月に囚われる、月の裏や月に纏わる物語に想像を掻き立てられる
「そして月がふりかえる」「月景石」「残月記」の3篇の物語
吉川英治文学新人賞
日本SF大賞
「そして月がふりかえる」
怪しげな月に心捉われた後に別世界が・・
月の魔力なのか?この世界から別の世界へ迷い込む
終わる時の見えない世の恐怖は異次元なのにリアルに感じる
実は私も怪しい月の時に
少しずれた世界に行くことになるかもって思ってしまう・・・。
「月景石」
叔母の形見の石。

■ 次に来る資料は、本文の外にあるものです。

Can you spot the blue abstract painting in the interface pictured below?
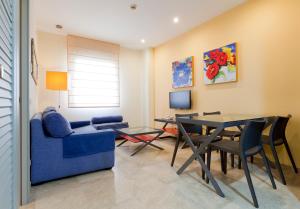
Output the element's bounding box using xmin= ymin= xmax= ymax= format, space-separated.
xmin=172 ymin=56 xmax=194 ymax=88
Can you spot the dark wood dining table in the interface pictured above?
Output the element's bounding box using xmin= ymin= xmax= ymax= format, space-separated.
xmin=175 ymin=114 xmax=273 ymax=198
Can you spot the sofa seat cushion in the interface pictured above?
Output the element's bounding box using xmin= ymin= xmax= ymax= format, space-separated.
xmin=94 ymin=122 xmax=129 ymax=130
xmin=92 ymin=116 xmax=123 ymax=124
xmin=42 ymin=112 xmax=73 ymax=138
xmin=73 ymin=125 xmax=97 ymax=134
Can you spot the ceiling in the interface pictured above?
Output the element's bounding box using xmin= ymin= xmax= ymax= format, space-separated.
xmin=34 ymin=0 xmax=246 ymax=49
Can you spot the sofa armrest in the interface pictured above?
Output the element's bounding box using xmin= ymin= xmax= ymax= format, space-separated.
xmin=31 ymin=135 xmax=63 ymax=164
xmin=70 ymin=120 xmax=91 ymax=129
xmin=91 ymin=116 xmax=123 ymax=124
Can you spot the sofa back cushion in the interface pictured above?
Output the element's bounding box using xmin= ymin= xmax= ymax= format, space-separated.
xmin=42 ymin=112 xmax=73 ymax=138
xmin=91 ymin=116 xmax=123 ymax=124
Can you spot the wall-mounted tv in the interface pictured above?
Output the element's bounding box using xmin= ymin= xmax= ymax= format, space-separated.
xmin=169 ymin=90 xmax=191 ymax=109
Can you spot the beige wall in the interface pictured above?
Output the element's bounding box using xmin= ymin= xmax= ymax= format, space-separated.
xmin=36 ymin=31 xmax=146 ymax=126
xmin=154 ymin=0 xmax=300 ymax=166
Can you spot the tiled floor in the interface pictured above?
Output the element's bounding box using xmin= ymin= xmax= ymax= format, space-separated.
xmin=21 ymin=138 xmax=300 ymax=209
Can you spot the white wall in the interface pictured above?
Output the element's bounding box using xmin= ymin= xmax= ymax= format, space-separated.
xmin=29 ymin=0 xmax=39 ymax=118
xmin=141 ymin=48 xmax=155 ymax=126
xmin=37 ymin=31 xmax=147 ymax=126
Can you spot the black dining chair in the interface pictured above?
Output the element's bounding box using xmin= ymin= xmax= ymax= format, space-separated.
xmin=203 ymin=111 xmax=242 ymax=168
xmin=206 ymin=120 xmax=276 ymax=208
xmin=262 ymin=115 xmax=298 ymax=185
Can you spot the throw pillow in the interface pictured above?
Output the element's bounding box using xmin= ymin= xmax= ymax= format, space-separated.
xmin=43 ymin=112 xmax=73 ymax=138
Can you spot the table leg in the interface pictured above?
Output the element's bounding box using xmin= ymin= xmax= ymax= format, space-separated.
xmin=117 ymin=140 xmax=127 ymax=147
xmin=181 ymin=141 xmax=189 ymax=149
xmin=130 ymin=133 xmax=164 ymax=156
xmin=133 ymin=134 xmax=164 ymax=150
xmin=131 ymin=143 xmax=148 ymax=156
xmin=162 ymin=122 xmax=168 ymax=129
xmin=171 ymin=133 xmax=181 ymax=166
xmin=146 ymin=142 xmax=164 ymax=150
xmin=177 ymin=123 xmax=225 ymax=198
xmin=177 ymin=151 xmax=198 ymax=174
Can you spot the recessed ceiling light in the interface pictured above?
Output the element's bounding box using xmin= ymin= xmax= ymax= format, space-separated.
xmin=56 ymin=24 xmax=63 ymax=29
xmin=141 ymin=39 xmax=145 ymax=43
xmin=130 ymin=3 xmax=137 ymax=10
xmin=173 ymin=17 xmax=179 ymax=24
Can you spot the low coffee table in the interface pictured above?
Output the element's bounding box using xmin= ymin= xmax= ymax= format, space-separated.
xmin=116 ymin=127 xmax=164 ymax=156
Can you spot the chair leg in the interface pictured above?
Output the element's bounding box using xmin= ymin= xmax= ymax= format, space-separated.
xmin=201 ymin=154 xmax=206 ymax=180
xmin=238 ymin=157 xmax=242 ymax=169
xmin=231 ymin=137 xmax=235 ymax=168
xmin=206 ymin=147 xmax=212 ymax=184
xmin=171 ymin=134 xmax=181 ymax=167
xmin=223 ymin=152 xmax=227 ymax=175
xmin=283 ymin=140 xmax=298 ymax=173
xmin=260 ymin=150 xmax=276 ymax=189
xmin=231 ymin=154 xmax=235 ymax=168
xmin=220 ymin=150 xmax=224 ymax=172
xmin=241 ymin=155 xmax=259 ymax=208
xmin=270 ymin=144 xmax=286 ymax=185
xmin=250 ymin=156 xmax=254 ymax=163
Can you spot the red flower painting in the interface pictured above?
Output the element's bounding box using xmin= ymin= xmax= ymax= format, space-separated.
xmin=216 ymin=52 xmax=228 ymax=66
xmin=206 ymin=63 xmax=219 ymax=80
xmin=209 ymin=50 xmax=221 ymax=60
xmin=203 ymin=43 xmax=237 ymax=84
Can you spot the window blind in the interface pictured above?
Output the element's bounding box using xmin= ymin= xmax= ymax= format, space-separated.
xmin=67 ymin=35 xmax=120 ymax=107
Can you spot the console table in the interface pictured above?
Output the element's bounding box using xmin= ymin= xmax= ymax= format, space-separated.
xmin=154 ymin=117 xmax=178 ymax=138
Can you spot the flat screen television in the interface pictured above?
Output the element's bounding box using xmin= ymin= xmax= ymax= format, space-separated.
xmin=169 ymin=90 xmax=191 ymax=109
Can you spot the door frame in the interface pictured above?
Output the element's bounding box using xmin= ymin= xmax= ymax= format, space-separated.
xmin=13 ymin=0 xmax=21 ymax=208
xmin=20 ymin=0 xmax=30 ymax=205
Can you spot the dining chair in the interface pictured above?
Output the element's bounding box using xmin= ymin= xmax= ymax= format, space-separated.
xmin=203 ymin=111 xmax=242 ymax=168
xmin=206 ymin=120 xmax=276 ymax=208
xmin=261 ymin=115 xmax=298 ymax=185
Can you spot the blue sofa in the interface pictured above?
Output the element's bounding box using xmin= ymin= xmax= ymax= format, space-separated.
xmin=30 ymin=110 xmax=116 ymax=185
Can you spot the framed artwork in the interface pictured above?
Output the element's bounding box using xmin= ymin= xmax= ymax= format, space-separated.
xmin=203 ymin=43 xmax=237 ymax=85
xmin=31 ymin=38 xmax=38 ymax=85
xmin=172 ymin=56 xmax=194 ymax=88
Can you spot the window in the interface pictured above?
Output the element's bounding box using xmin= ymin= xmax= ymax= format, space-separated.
xmin=67 ymin=35 xmax=120 ymax=107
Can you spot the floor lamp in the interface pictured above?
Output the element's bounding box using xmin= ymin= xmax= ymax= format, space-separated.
xmin=46 ymin=71 xmax=68 ymax=110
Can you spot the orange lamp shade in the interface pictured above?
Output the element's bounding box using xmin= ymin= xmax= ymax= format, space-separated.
xmin=46 ymin=71 xmax=68 ymax=91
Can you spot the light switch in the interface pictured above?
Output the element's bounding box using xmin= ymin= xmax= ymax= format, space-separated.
xmin=0 ymin=64 xmax=4 ymax=79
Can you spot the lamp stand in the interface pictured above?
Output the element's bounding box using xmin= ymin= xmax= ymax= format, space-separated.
xmin=58 ymin=90 xmax=61 ymax=110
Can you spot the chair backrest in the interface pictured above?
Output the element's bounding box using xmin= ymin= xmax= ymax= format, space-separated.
xmin=203 ymin=111 xmax=221 ymax=116
xmin=175 ymin=113 xmax=202 ymax=134
xmin=239 ymin=120 xmax=266 ymax=155
xmin=269 ymin=115 xmax=291 ymax=142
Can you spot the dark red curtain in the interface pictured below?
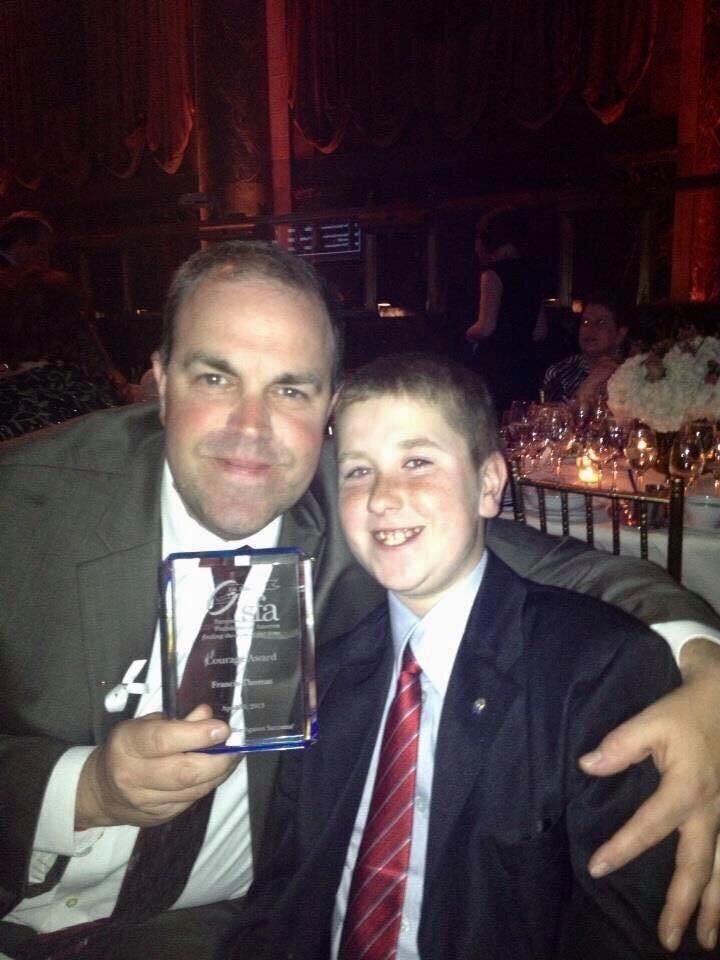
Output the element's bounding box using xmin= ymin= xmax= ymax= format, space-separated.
xmin=287 ymin=0 xmax=660 ymax=152
xmin=145 ymin=0 xmax=194 ymax=174
xmin=0 ymin=0 xmax=87 ymax=192
xmin=583 ymin=0 xmax=659 ymax=124
xmin=426 ymin=3 xmax=506 ymax=141
xmin=287 ymin=0 xmax=415 ymax=153
xmin=509 ymin=0 xmax=584 ymax=129
xmin=287 ymin=0 xmax=349 ymax=152
xmin=0 ymin=0 xmax=661 ymax=189
xmin=84 ymin=0 xmax=193 ymax=178
xmin=0 ymin=0 xmax=193 ymax=192
xmin=287 ymin=0 xmax=498 ymax=150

枕の下に入れて眠ると月に行けると言う
夢が恐ろしく現実的ではっと目覚めるってありますよね
それが石の力に魅かれるとかありそうな、面白そうな怪しい力・・
時空間を超えてある世界に心が彷徨う物語でした。
「残月記」
圧倒的な荒涼艦と圧迫感の中で生きる力と愛の力
想う強さと長さはそんな荒んだ世界の中でも人を救う。
読み終えた後もシーンを思い浮かべてしまう
私も心を物語と月に翻弄されたのかも知れない。
3篇ともに月の持つ怪しくも美しく
謎も愁いも込められた美しくも心に刻まれる
月を見上げて世界を想像したくなる物語。